# San Jose Police shoot and wound man sitting on tracks



## Texan Eagle (Oct 5, 2012)

Caltrain shooting left 29 year old wounded

This happened yesterday evening. Basically one guy sat across the tracks and when cops came to get him off the tracks, he apparently started running and throwing "rocks" (ballast from the tracks) at the cops at which the cops fired a gunshot at him and wounded him. While all this was happening, Caltrain service in and out of San Jose was thrown completely out of gear for over an hour in peak office commute time and I know this because I was stuck in this chaos, it was absolute mayhem with cancelled trains and harried commuters.

Made me wonder, was it really necessary to use such force on an unarmed guy who was basically just sitting on the train tracks. I mean, how difficult would it possibly be for a bunch of cops to surround him, grab him and lift him off the tracks? They cordoned off a huge area, brought in choppers that were seen hovering for a couple of hours and I don't know how many police cars and cops got involved turning a minor event into a huge spectacle.


----------



## Acela150 (Oct 5, 2012)

Keep in mind this is California were talking about... The State of unnecessary force...


----------



## fairviewroad (Oct 5, 2012)

He wasn't "unarmed" if he was throwing ballast rocks. Then again, I don't think I'd consider those a deadly weapon (a larger one, if aimed properly and with enough

force, probably could be, but that seems highly unlikely in this situation.)

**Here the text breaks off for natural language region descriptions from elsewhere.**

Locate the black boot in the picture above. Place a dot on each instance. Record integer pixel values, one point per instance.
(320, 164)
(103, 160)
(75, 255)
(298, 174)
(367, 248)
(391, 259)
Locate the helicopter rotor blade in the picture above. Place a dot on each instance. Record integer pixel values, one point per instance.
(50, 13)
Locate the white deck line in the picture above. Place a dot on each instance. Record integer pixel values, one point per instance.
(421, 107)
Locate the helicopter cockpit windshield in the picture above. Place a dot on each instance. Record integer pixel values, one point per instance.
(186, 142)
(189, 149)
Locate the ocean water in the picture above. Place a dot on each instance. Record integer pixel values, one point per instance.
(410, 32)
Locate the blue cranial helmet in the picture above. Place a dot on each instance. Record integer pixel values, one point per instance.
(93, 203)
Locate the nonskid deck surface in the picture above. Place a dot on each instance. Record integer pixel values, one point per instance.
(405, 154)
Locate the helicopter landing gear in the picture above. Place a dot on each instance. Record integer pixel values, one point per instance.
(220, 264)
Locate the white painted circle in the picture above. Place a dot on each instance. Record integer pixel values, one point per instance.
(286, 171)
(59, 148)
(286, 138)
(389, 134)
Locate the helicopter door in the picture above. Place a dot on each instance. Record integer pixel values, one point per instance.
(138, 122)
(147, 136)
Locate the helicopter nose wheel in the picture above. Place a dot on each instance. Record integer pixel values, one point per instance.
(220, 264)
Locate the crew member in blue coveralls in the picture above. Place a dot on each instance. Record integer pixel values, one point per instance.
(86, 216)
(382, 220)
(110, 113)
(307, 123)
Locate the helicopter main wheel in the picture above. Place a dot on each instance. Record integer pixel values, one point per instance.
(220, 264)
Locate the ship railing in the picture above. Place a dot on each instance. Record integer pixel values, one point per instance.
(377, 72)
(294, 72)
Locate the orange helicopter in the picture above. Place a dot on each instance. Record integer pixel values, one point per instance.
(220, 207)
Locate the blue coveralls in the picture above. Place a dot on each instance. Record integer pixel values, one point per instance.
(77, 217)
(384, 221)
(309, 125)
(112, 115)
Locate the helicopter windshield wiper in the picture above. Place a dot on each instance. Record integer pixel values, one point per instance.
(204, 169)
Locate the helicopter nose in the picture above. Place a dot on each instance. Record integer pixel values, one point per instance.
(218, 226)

So it seems like a logical option would be to let the guy either leave the tracks or let him keep running until he tires out. So yeah, I'd agree that based on the available

evidence, peppering the guy with bullets seemed a bit rash. I guess the cop didn't appreciate having rocks thrown at him. (Note to self: Don't throw rocks at San Mateo

County Sheriff's deputies.)

Of course, if a train had happened to come along, this guy might have ended up with a lot worse than "non life-threatening wounds."


----------



## SarahZ (Oct 5, 2012)

I'm not going to keep chasing a guy if he's throwing rocks at my face. hboy:

A better option would have been a taser or something like a rubber bullet that will put a hurt on someone but not wound them as much as a regular bullet; however, the officers may not have had those available at the time, so they shot to wound/stop him. I'm not sure where the bullet hit him, but if you shoot someone in the calf (for example), it doesn't cause permanent damage but will make them stop running. Police are trained in several ways to stop someone without permanent injury.

The article also said he was picking up train equipment. I'm not sure if that meant he was throwing things or charging at them with it, but yeah. The guy needed to be stopped, and sure they could have tried to tackle him, but again - he was throwing rocks and possibly larger items. I'm not taking a rock or piece of metal or a wooden tie to the face if I can help it.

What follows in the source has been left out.